Trapedo Sims said the prison education program works to disrupt common beliefs, narratives and stereotypes about the men behind bars.
“I think a lot of people think that the people inside who are incarcerated can’t really perform academically,” said Trapedo Sims, who had her college students and the prisoners work on creating a writing “zine” together. “I think the students were really blown away about how proficiently the men write and think – they are very much critical thinkers. Their creative work is beautiful; there are a lot of artists at Hill.”
Trapedo Sims is teaching a Life Writing course at Hill this term, with a focus on Native American memoirs. Gomez, an associate professor and chair of Modern Languages, is teaching Spanish at the prison, while Pinella is teaching art as a visiting professor of art from Colombia.
Before participating in the spring Inside Out course, the Knox students take Trapedo Sims’ prison education practicum course to prepare them for being inside Hill.
“They need to really learn how to navigate the correctional facility, which is very different from navigating Knox College, clearly,” she said. “So I really talked to them a lot about dress code.

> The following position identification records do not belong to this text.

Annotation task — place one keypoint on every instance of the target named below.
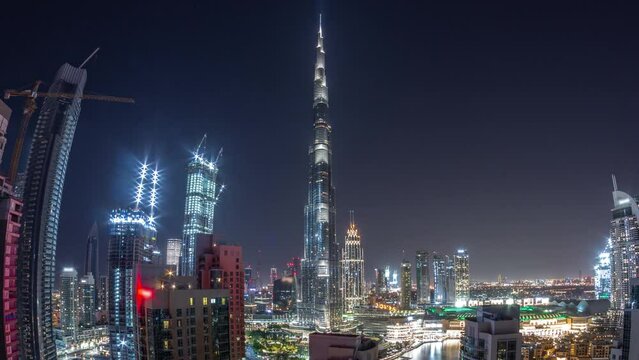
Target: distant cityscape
(195, 297)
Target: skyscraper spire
(320, 296)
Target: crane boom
(30, 107)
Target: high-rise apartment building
(181, 322)
(69, 302)
(220, 267)
(42, 197)
(353, 282)
(603, 273)
(462, 276)
(10, 215)
(451, 281)
(199, 208)
(86, 301)
(130, 233)
(422, 272)
(173, 250)
(91, 260)
(320, 299)
(5, 115)
(439, 279)
(405, 285)
(492, 335)
(624, 240)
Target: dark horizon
(490, 127)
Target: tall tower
(130, 230)
(42, 198)
(320, 305)
(624, 241)
(405, 285)
(91, 264)
(69, 302)
(352, 268)
(422, 272)
(199, 208)
(462, 276)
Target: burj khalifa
(319, 304)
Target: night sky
(489, 126)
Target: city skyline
(562, 183)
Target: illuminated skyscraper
(462, 276)
(353, 284)
(199, 208)
(602, 273)
(320, 298)
(130, 231)
(422, 272)
(91, 264)
(86, 301)
(405, 285)
(69, 302)
(42, 197)
(173, 249)
(10, 214)
(439, 278)
(624, 240)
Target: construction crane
(30, 107)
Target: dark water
(448, 350)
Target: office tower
(102, 288)
(181, 322)
(91, 264)
(199, 208)
(439, 279)
(42, 198)
(5, 115)
(130, 230)
(630, 333)
(353, 283)
(422, 272)
(462, 276)
(603, 273)
(624, 239)
(173, 249)
(323, 346)
(69, 302)
(380, 288)
(405, 285)
(450, 280)
(10, 215)
(220, 267)
(320, 299)
(493, 334)
(284, 297)
(86, 301)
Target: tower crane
(30, 107)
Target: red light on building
(145, 294)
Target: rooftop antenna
(219, 154)
(89, 58)
(202, 143)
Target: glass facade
(422, 272)
(42, 197)
(320, 296)
(353, 284)
(130, 232)
(199, 208)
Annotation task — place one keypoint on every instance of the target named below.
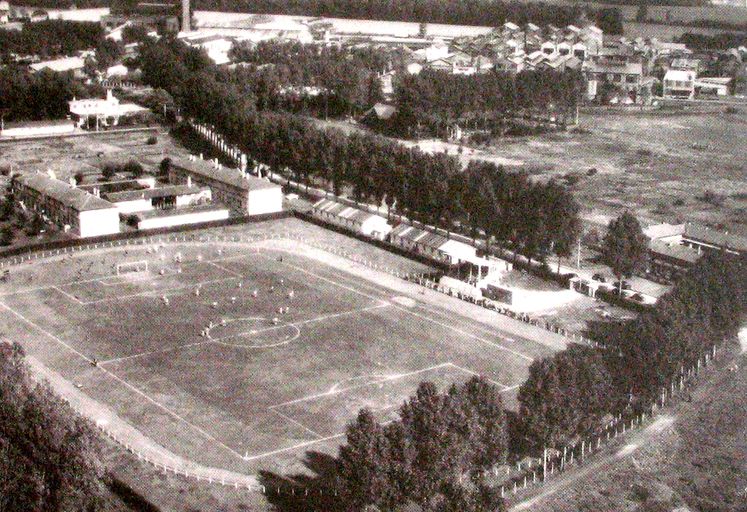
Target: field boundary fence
(526, 472)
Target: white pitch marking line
(478, 327)
(221, 267)
(71, 297)
(294, 447)
(406, 310)
(146, 354)
(373, 382)
(159, 291)
(298, 423)
(465, 370)
(303, 322)
(125, 383)
(344, 287)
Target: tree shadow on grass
(303, 492)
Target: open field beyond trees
(662, 167)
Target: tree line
(536, 218)
(344, 81)
(436, 453)
(566, 396)
(49, 457)
(432, 101)
(460, 12)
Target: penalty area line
(125, 383)
(297, 423)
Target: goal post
(132, 266)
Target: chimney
(186, 26)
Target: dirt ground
(66, 156)
(658, 166)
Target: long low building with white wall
(68, 207)
(243, 194)
(154, 219)
(162, 198)
(363, 222)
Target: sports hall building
(241, 193)
(68, 207)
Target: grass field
(252, 393)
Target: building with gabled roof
(63, 204)
(360, 221)
(242, 193)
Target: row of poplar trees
(536, 218)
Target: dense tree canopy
(536, 218)
(625, 246)
(460, 12)
(424, 457)
(48, 458)
(434, 100)
(566, 395)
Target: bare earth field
(253, 393)
(66, 156)
(646, 163)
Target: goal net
(132, 266)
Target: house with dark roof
(63, 204)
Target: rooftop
(341, 210)
(674, 251)
(59, 65)
(38, 124)
(71, 196)
(175, 212)
(232, 177)
(150, 193)
(419, 236)
(714, 237)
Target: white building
(679, 83)
(365, 223)
(243, 194)
(68, 207)
(155, 219)
(105, 112)
(159, 199)
(74, 64)
(216, 46)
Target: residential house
(679, 84)
(63, 204)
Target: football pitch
(244, 357)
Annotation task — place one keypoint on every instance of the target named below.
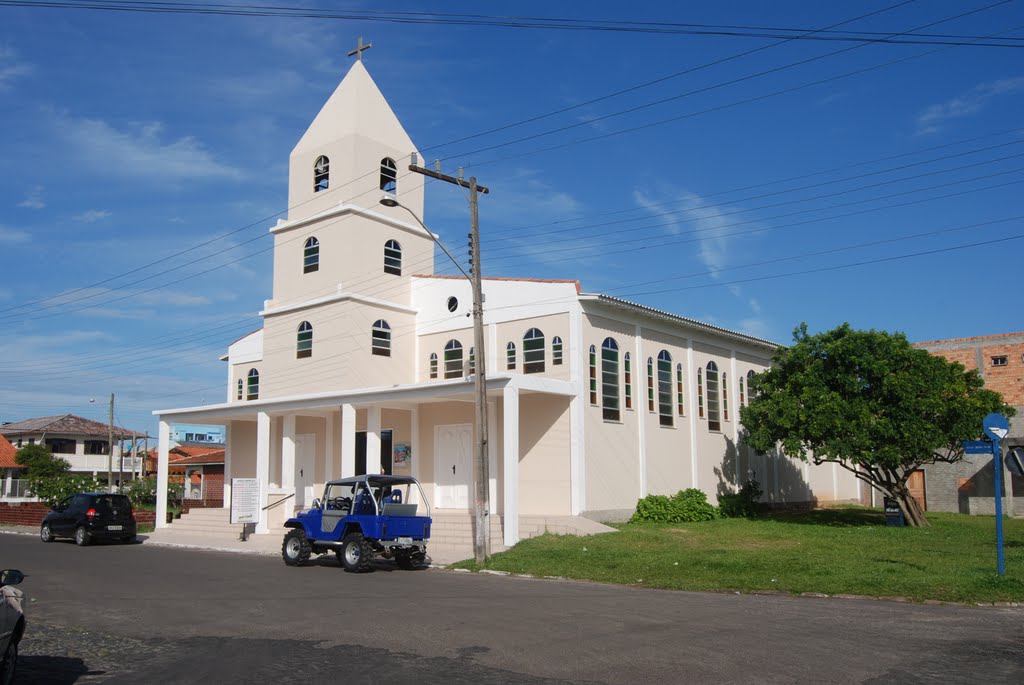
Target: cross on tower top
(358, 50)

I talked to them about how when we go in there, we have to be very professional; we have to be polite. So I do spend a lot of time talking to them about all these things, as well as talking to them about mass incarceration in the U.S. so they get kind of a foundational knowledge of what is going on in the U.S. with prisons.”
Trapedo Sims notes that many safety measures are put in place to protect both the Knox students and the men at Hill. Participants in the program only use first names, no personal information is shared, and there’s no continued outside correspondence once the course is complete.

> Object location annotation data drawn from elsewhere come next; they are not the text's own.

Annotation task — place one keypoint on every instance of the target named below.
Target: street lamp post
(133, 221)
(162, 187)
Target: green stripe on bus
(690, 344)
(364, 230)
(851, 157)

Nine Knox students who participated in the program last spring recently joined Trapedo Sims in attending the National Peace and Justice Studies Conference at Iowa State University in Ames, Iowa. She said the program changed the way many students viewed prison inmates.
“This class was really, really successful, and I think it was successful because I had a whole year of building a community with the men at Hill because I taught creative writing with one of my students, and then I had a whole year of working with the Knox students in the American Crime and Punishment course and the Prison Education As Practicum course,” she said.
“In fact, all the students that took this class decided to become Peace and Justice Studies minors, so it also sort of really enlivened the interest in peace and justice and to think about prison education as one aspect of peace and justice.”
Trapedo Sims recently published a book entitled, “Reckoning With Restorative Justice: Hawai’i Women’s Prison Writing.” She said she sees a connection between the experiences of the women inside Hawaii’s only women’s prison and the men at Hill.
“Native Hawaiians only make up 20% of the population, right, but they are very highly over represented in the prison population – I think they make up about 45% of the population in the women’s prison,” she said. “We can kind of look at this idea of why so many native Hawaiians are locked up in Hawaii, and in some ways there’s a parallel to why there’s so many black and brown or communities of color locked up in the U.S. in the mainland.”
“So we really see education as an arm of restorative justice because when you start to work with the people behind bars, you can really see some people’s trajectory into prisons. I’m not trying to condone large kind of crimes, but some people really come from poverty, a lot of people come from poverty. A lot of people come from hopelessness, from despair, from drug addiction.”
Trapedo Sims said she’d like to continue expanding the prison education program, potentially to a point where men at Hill could earn Knox degrees – although she admits that’s a long ways away. Still, she sees the notion of college students an incarcerated individuals learning side-by-side as a step toward a broader look at justice.
“I would love to sort of bring this out more to the community and have more community impact, like to talk to people in Galesburg or even in Peoria about getting people more interested in this,” she said. “In some ways we could have a larger conversation. That will be something I would love to do, like more of a restorative justice lab at Knox, just talking more and thinking more about restorative justice.”